Far distant on the spectrum of the architectural firmament from “The Vessel,” whose status as Jim Kunstler’s Eyesore of the Month I touted in a post, “Stairway to nowhere in N.Y.,” earlier today, is the new Gaillard Center, a concert hall in Charleston, S.C., designed by David Schwarz and completed last year. I just read about it in Nathaniel Walker’s essay in The Classicist, which I received today as a member of the Institute of Classical Architecture & Art. And since the photograph was an interior shot, showing some of the Gullah-inspired embellishments in the auditorium, I decided to look up the exterior online. It is stunning. I don’t believe I’ve ever seen the sort of curved pedimental portico that is its main architectural feature. Surely there must be some precedent for this, maybe in Vienna. Either way, this is classical creativity on steroids. My congratulations to Schwarz and his people.
“The ‘new’ Gaillard Center gets a standing ovation for its exterior cladding,” in Building Design + Construction, discusses the Thermocromex it used to simulate stucco cladding. It is described in the BD+C article this way:
A unique, ultra-high-performance limestone plaster cladding, Thermocromex is an advanced technical re-formulation that can be applied to virtually any substrate, including CMU, frame/sheathing, tilt wall, poured-in -place concrete and lightweight blocks/cement.
So I don’t really know exactly what it is, but the photos suggest that it is quite nice looking, and it is said to be maintenance-free for years – though I worry this means it will not age or weather up to par. I hope I am wrong.

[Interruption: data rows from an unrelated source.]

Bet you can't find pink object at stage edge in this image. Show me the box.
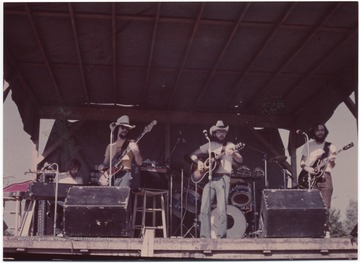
[3,180,33,194]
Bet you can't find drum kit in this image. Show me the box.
[172,165,265,238]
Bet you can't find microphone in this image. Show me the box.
[179,130,186,143]
[203,130,209,139]
[110,122,116,130]
[296,130,305,134]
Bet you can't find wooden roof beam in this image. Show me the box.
[166,2,205,109]
[111,3,119,105]
[140,3,161,106]
[39,106,292,129]
[194,3,250,110]
[223,3,296,111]
[68,3,90,104]
[24,3,64,104]
[243,3,341,111]
[283,26,357,100]
[4,8,354,32]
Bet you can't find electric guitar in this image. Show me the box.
[99,120,157,186]
[298,142,354,189]
[191,142,245,184]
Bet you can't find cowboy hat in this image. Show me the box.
[209,121,229,135]
[114,115,136,129]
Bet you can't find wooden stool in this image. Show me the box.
[3,180,32,236]
[132,188,169,238]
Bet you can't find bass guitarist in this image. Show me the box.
[98,115,143,187]
[190,120,242,238]
[300,123,336,237]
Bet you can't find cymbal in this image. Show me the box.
[269,155,287,162]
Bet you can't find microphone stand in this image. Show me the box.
[50,163,59,236]
[205,133,211,236]
[165,132,184,236]
[246,144,269,188]
[302,132,311,190]
[247,144,269,233]
[109,124,115,186]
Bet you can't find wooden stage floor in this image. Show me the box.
[3,234,358,261]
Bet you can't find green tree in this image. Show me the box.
[330,209,345,237]
[343,199,358,236]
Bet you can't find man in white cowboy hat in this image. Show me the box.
[190,120,242,238]
[98,115,143,186]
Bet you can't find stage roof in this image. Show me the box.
[4,1,358,140]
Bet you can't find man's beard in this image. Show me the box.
[213,136,225,143]
[315,136,325,142]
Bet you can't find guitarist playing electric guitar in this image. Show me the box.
[98,115,143,186]
[190,121,242,238]
[300,123,336,237]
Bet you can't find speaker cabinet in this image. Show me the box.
[259,189,328,237]
[63,186,131,237]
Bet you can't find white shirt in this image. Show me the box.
[301,141,336,172]
[200,142,235,174]
[59,172,83,184]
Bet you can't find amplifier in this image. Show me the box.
[63,186,131,237]
[259,189,328,237]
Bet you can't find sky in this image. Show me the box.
[2,89,358,230]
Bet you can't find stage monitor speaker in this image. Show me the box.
[63,186,131,237]
[259,189,328,237]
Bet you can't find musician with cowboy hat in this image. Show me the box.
[98,115,143,186]
[190,120,242,238]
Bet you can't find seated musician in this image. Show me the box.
[98,115,143,187]
[50,159,83,236]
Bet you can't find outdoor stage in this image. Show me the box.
[3,233,358,261]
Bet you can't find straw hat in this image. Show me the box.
[209,121,229,135]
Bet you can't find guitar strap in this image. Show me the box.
[220,142,227,154]
[320,142,331,160]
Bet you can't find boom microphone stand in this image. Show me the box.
[166,131,185,236]
[296,130,311,190]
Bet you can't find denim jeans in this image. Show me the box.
[200,175,230,238]
[112,170,132,187]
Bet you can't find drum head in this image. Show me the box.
[211,205,247,238]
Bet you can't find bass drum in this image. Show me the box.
[210,205,247,238]
[229,183,252,209]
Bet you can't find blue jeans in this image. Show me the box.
[200,175,230,238]
[111,170,132,187]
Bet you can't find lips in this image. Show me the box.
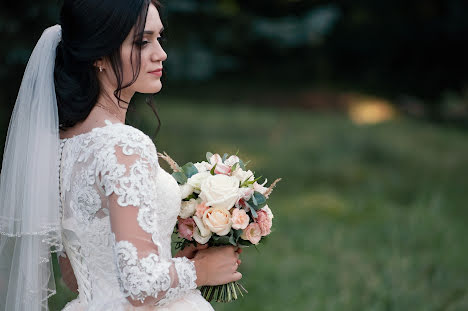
[149,68,162,77]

But I’ve gone on about all of this because I noticed that the concert hall cost $142 million. Kunstler points out that Heatherwick’s “Vessel” in New York is already 100 percent over its $75 million budget. That means that Charleston got a concert hall for less than what New York is getting for a cockamamie thingamajig. Good grief! What does this mean? Doesn’t anyone notice?